I can't help but think we cannot predict if/when true AI will happen... Computers can continue getting faster and bigger but that has no real effect on if it can be self aware and think for itself. It's going to take a fundamental change or fluke to produce true AI. eg: Two neural networks combine in someway not thought of and *spark* something starts thinking!

The scary thing is once *it* starts thinking and producing more copies... What if it (& invariably it will) gets smarter than us? What will become of us?

We in comparison will be slow, stupid and very inefficient. We consume far more resources and are fragile and ratehr stupidly actually die! What would be the point of humans compared to a species that are probably immortal and can actually design and improve at a phenominal rate?
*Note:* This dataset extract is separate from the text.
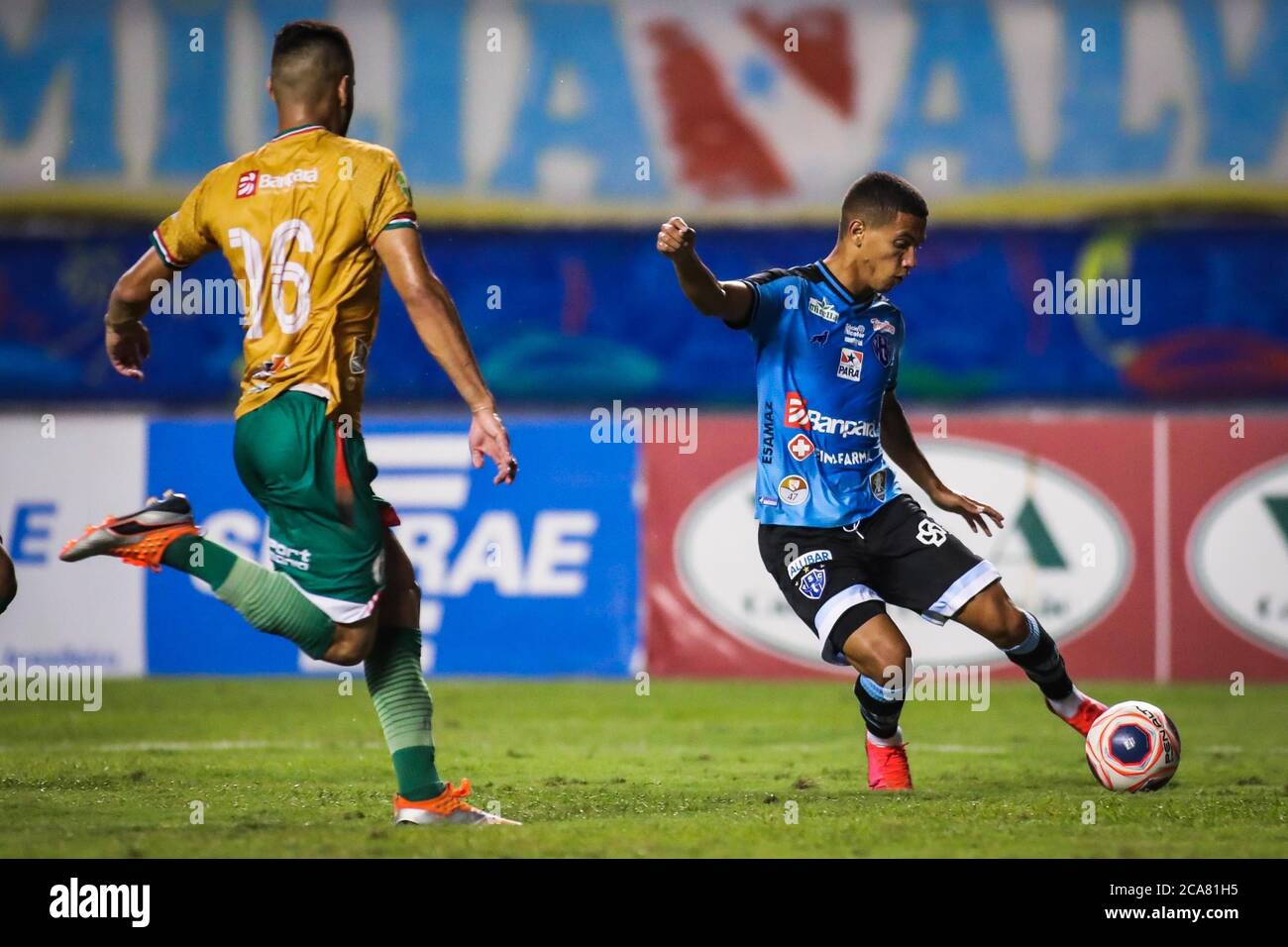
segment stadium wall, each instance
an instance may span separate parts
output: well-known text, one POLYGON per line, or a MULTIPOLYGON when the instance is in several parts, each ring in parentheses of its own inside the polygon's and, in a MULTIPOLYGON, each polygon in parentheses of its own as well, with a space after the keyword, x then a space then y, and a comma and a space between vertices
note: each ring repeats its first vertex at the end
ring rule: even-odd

For anyone interested in the subject matter of the Horizons documentary, I suggest you read Arthur C. Clarkes 3001: The Final Odyssey. I shall say no more...

Explain? :)

_liam_
25-Oct-2006, 02:03 PM
exactly. AI would be the ultimate form of life, the end of the evolutionary path...

dun dun dunn

Danny
25-Oct-2006, 06:05 PM
didn't they say this exact same thing in the 50's and again in the 80's about computers in the "new millenium"?


oh man i found a book for kids from the 60's in my attic telling kids about how we will live on the moon by the 1980's and by 2005 we wouldnt die we'd be young forever and find alien women to get jiggy with and sutch, with diagrams, it was so freakin' dumb you just gotta laugh, i reckon by that time well do more or less everything with our thumbs and index finger and aside from that ,and warmer climates everything will be pretty much the same.

capncnut
27-Oct-2006, 12:12 AM
Explain? :)

As most people know, when it comes to scientific prediction, Arthur C. Clarke is the master. The 4th installment of the Space Odyssey series deals with technology in the year 3001. It deals with a dead astronaut who is revived and fitted with a piece of kit called a 'braincap'. It's a plug-in port that enables you to download information from home computers to increase intelligence and communicate without the need to read newspapers or watch the news on television. Ports are available on every street corner and workloads can be increased tenfold without any major effort. Good book man, but not as good as the first.